第148章 恶狠狠的小兽

作者:岁岁念念吖
  烟头明灭间,他开始讲述巩沙的过去
  一个藏在水泥管里、被苦水浸泡的童年。
  老幺刚生下来就被装在纸箱里,扔在孤儿院后巷。
  是福利院王妈妈发现的,纸箱上用红笔写着‘1984.9.15巩沙’。
  那时候他脐带都没处理干净,身上还有虱子。
  日子一天天过去,孤儿院的饭是能照见人影的米汤。
  巩沙又长的瘦弱,就连吃饭都抢不过别的小孩,就这样有一顿没一顿活到了六岁。
  转折就发生在巩沙六岁后不久。
  一对穿呢子大衣的夫妇走进福利院,他们没有孩子,想来领养个孩子。
  巩沙身体没有残疾,智力也正常,还是个男孩,就这样被选中。
  女人蹲下来摸他的头,香水味盖过了他身上的馊味。
  “跟我们回家好不好?我们有很大的房子,有巧克力和新书包。
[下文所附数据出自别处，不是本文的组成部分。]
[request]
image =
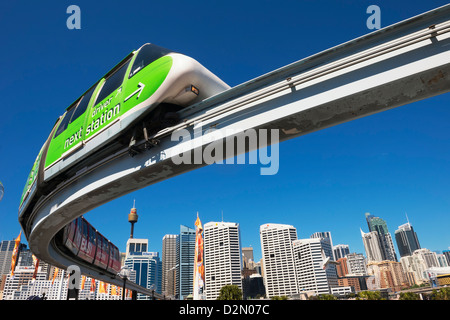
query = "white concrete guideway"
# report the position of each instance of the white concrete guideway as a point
(394, 66)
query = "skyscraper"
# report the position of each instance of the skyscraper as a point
(146, 265)
(406, 238)
(372, 246)
(223, 261)
(185, 261)
(280, 275)
(169, 261)
(340, 251)
(384, 237)
(312, 274)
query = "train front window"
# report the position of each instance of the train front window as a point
(64, 122)
(112, 82)
(147, 55)
(82, 106)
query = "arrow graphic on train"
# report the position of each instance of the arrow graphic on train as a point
(141, 87)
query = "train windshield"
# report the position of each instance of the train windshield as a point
(147, 55)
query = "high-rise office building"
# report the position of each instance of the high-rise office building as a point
(185, 262)
(6, 250)
(146, 265)
(406, 238)
(247, 257)
(356, 264)
(384, 237)
(340, 251)
(372, 246)
(222, 257)
(327, 237)
(312, 274)
(280, 277)
(169, 261)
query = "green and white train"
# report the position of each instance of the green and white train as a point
(144, 90)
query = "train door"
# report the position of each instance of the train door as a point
(69, 236)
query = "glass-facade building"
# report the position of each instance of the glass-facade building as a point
(146, 266)
(407, 241)
(378, 225)
(185, 262)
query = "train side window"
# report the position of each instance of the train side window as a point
(112, 82)
(147, 55)
(82, 106)
(65, 121)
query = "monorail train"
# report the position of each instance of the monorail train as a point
(85, 242)
(144, 90)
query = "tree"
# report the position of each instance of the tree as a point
(279, 298)
(409, 296)
(230, 292)
(326, 297)
(369, 295)
(441, 294)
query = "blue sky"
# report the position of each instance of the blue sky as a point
(388, 164)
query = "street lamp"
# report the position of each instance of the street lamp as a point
(124, 274)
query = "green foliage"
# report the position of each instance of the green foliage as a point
(230, 292)
(409, 296)
(279, 298)
(369, 295)
(441, 294)
(326, 297)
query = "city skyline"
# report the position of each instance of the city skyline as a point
(388, 164)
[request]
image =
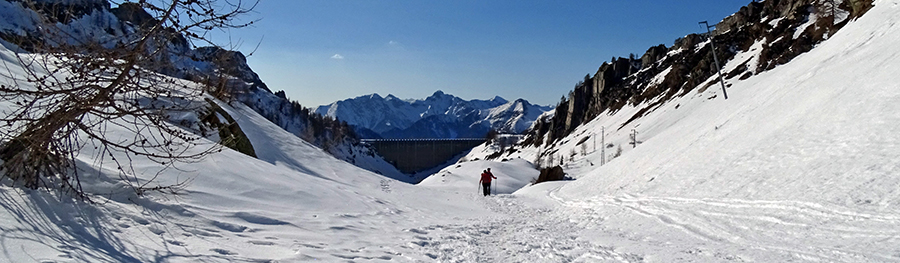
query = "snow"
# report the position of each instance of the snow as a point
(799, 164)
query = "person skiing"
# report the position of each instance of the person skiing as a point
(485, 181)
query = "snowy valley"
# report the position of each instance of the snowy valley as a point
(799, 164)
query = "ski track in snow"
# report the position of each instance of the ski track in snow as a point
(518, 233)
(774, 230)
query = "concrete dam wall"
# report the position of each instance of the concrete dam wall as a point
(414, 155)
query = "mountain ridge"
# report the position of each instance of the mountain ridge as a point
(440, 115)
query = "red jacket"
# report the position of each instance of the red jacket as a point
(486, 177)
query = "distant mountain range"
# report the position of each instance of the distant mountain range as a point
(440, 115)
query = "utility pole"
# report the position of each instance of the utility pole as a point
(633, 138)
(712, 43)
(602, 145)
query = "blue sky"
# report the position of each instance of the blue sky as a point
(319, 52)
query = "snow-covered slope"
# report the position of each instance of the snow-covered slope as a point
(438, 116)
(798, 165)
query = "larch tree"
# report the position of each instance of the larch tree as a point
(73, 90)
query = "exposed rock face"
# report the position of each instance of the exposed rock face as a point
(555, 173)
(785, 29)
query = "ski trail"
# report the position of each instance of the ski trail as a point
(781, 230)
(519, 232)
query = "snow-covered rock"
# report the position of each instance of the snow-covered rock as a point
(438, 116)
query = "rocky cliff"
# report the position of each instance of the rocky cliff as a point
(776, 31)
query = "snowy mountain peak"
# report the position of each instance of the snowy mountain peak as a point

”
  巩沙记得,那天他搓了人生第一次澡。
  在孤儿院的铁皮澡盆里,护工用硬肥皂搓得他后背发红,也是他第一次穿上新衣服。
  新家的头三个月他都被泡在蜜罐里。
  养父会开车送他上学,养母每天变着花样做早餐,煎蛋的香漫满整个屋子。
  巩沙学会了用刀叉,学会了说 “谢谢爸爸妈妈”,甚至能在睡前抱着毛绒玩具听故事。
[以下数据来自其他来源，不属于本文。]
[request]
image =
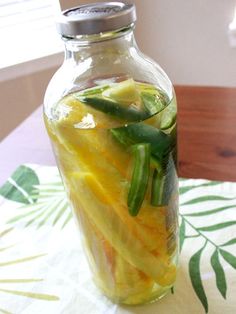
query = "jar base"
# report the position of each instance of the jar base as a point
(139, 299)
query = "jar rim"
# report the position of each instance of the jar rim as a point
(95, 18)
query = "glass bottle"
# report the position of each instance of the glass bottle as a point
(110, 112)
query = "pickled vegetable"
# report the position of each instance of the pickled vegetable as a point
(116, 150)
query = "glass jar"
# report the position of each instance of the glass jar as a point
(111, 115)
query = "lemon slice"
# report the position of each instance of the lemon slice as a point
(124, 92)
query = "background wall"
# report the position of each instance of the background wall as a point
(187, 38)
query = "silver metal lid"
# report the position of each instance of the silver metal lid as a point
(95, 18)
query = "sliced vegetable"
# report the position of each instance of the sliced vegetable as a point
(124, 92)
(152, 103)
(96, 90)
(169, 116)
(139, 181)
(160, 142)
(157, 188)
(114, 108)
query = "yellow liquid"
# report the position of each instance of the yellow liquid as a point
(133, 259)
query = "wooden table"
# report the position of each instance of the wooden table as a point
(206, 136)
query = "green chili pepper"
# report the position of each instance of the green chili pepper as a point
(113, 108)
(161, 143)
(140, 176)
(157, 188)
(163, 183)
(168, 118)
(152, 103)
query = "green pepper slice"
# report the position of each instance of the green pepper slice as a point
(161, 143)
(140, 177)
(152, 103)
(113, 108)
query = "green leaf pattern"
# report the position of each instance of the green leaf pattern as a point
(195, 276)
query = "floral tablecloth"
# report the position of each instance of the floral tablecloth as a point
(43, 269)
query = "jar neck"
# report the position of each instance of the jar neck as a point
(81, 47)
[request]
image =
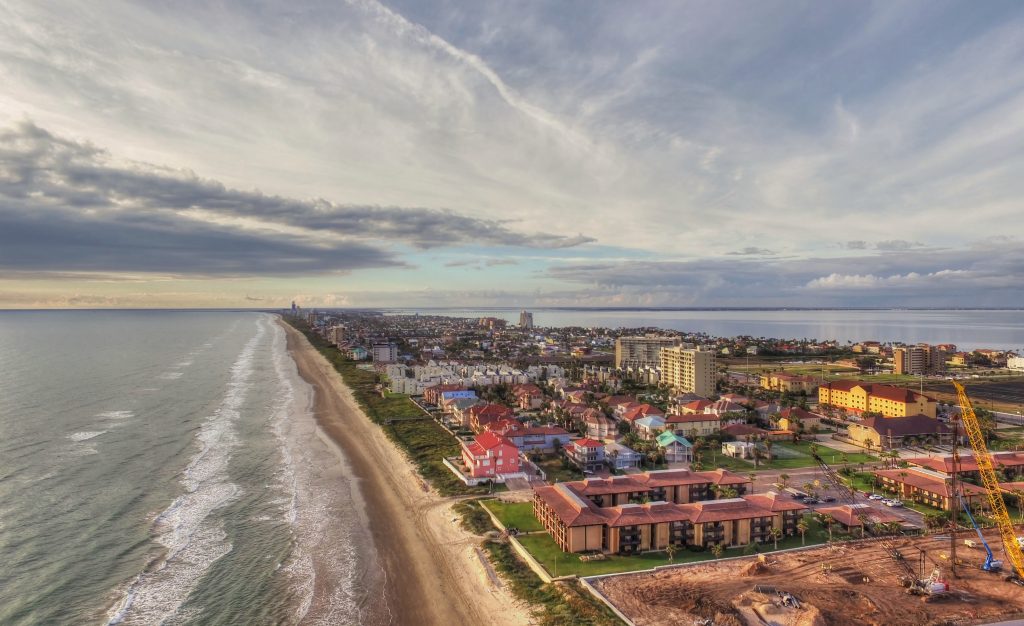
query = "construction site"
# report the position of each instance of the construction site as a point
(856, 583)
(939, 579)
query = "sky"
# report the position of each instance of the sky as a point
(511, 154)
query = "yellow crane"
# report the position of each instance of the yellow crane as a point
(990, 482)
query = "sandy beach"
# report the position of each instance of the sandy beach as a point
(432, 571)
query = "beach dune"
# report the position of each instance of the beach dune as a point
(431, 573)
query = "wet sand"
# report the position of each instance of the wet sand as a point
(431, 572)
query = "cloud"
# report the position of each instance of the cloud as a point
(43, 168)
(751, 251)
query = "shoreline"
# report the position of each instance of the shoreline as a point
(432, 574)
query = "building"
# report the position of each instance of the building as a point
(677, 449)
(481, 415)
(586, 454)
(541, 439)
(648, 427)
(688, 370)
(928, 487)
(641, 351)
(857, 397)
(1010, 463)
(489, 456)
(921, 359)
(796, 419)
(385, 352)
(793, 383)
(598, 515)
(899, 431)
(622, 457)
(693, 425)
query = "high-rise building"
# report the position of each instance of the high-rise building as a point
(921, 359)
(641, 351)
(688, 370)
(385, 352)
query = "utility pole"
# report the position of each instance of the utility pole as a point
(953, 500)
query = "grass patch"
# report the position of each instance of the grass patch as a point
(474, 518)
(552, 603)
(514, 514)
(547, 552)
(555, 603)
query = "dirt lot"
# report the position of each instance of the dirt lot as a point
(862, 587)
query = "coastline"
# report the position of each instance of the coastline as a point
(432, 574)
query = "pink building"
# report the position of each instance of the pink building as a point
(489, 455)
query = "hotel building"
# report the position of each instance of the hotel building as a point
(688, 370)
(641, 512)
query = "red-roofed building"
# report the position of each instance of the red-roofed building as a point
(489, 455)
(857, 397)
(586, 454)
(527, 397)
(481, 415)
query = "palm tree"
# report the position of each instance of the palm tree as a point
(717, 550)
(828, 520)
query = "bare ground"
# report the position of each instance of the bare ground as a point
(862, 588)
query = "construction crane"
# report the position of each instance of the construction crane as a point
(991, 564)
(991, 484)
(930, 587)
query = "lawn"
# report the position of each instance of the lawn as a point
(514, 514)
(545, 550)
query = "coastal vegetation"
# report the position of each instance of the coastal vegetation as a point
(423, 440)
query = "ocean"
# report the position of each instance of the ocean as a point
(164, 467)
(969, 329)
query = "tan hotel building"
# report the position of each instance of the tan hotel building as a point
(888, 401)
(688, 370)
(641, 512)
  这一切都是他想都不敢想的,他觉得自己是世界上最幸福的小孩。
  直到某个雨夜,他被房门 “吱呀” 的声响惊醒。
  “宝宝,别怕。” 养父满身酒气:“爸爸只是来看看你。”
  童诏灭了香烟,说话的声音有些颤抖。
  老幺后来告诉我们,后来他夜里经常感觉有只手在摸他的脚。
  直到一天,老幺考试没考好,晚上躲在被窝里哭。
  听到养父推门的声音,他立马装睡。
  他清楚的感受到养父的手摸上他的脚踝,原来一切不是梦!
  他紧紧咬住被子,害怕的不敢哭出来。
  直到那只手滑向他的大腿根,巩沙猛的睁眼,看见养父扭曲的脸。
  “他跑了。” 童诏说,“光着脚从二楼阳台跳下去,摔伤了右腿。”
  “养父在后面追,他就拖着伤腿,死命往城郊的工地跑,最后钻进了排水管道。”
  巩沙在排水管道里躲了两天,确定安全了,才从肮脏的管道里爬出来。
  他不敢回孤儿院,怕再被送回去。
  后来,巩沙找了一截废弃的水泥管,住了下来。
  为了活着,他挖草吃,和流浪狗抢食,总算没被饿死。
  他还很聪明,用捡到的铁丝固定破布,挂在管口挡雨。
  童诏还记得第一次见到巩沙。
  小项越带着童诏连虎去探险,路过一截水泥管挂着破布,散发着霉味和尿骚味。
  项越掀开破布,看见一个小身影缩在里边,瘦的皮包骨。
  眼里透着凶狠,不像个孩子的眼神,手里死死攥着一小块发霉的馒头。
  童诏和连虎那时候小,被吓的退后几步。
  只有项越是个傻大胆,也没嫌脏,直接钻进水泥管,想和巩沙说话。
  项越看见他龇出牙齿,喉咙里发出 “嘶嘶” 的低吟。
  那不是人类的声音,倒像是一只被虐待的野狗。
  项越想伸手摸摸对方发抖的肩膀,小身影突然扑上来,牙齿直奔他的手腕。
  没办法,项越只能退出管道,没再靠近。
  很快,三个小娃娃跑去别处探险。
  第二天,项越又来了,在管道外边的石头上放了一个馒头。
  小身影不为所动,只是死死盯着石头上的馒头。
  项越往后退了两步,坐在草地上:“我不靠近。”
  他指了指自己,“我叫项越,项是项庄舞剑的项,越是越过山丘的越。你呢?”
  巩沙还是死死盯着馒头。
  项越等了十分钟,看到对方慢慢蹭过来,用牙齿叼走馒头。
  直到管道里传出吞咽的声音,他才离开。
  临走前,他把自己的旧围巾挂在管口,虽然破了洞,也能盖盖肚子。
  第三天,石头上多了几颗野果,项越看着管道里的小身影用指甲抠果核,胳膊上缠着几块破布,渗出暗血的血。
  这个小娃娃受伤了!
  第四天。
  “我带了碘伏。” 项越举起小瓶子,“不疼的,让我帮你擦药。”
  回答他的是声闷吼,还有块砸过来的小石子。
  他没生气,只是把药瓶放在石头上,“不用也行,但伤口会发炎,到时候你就没劲出去找吃的了。”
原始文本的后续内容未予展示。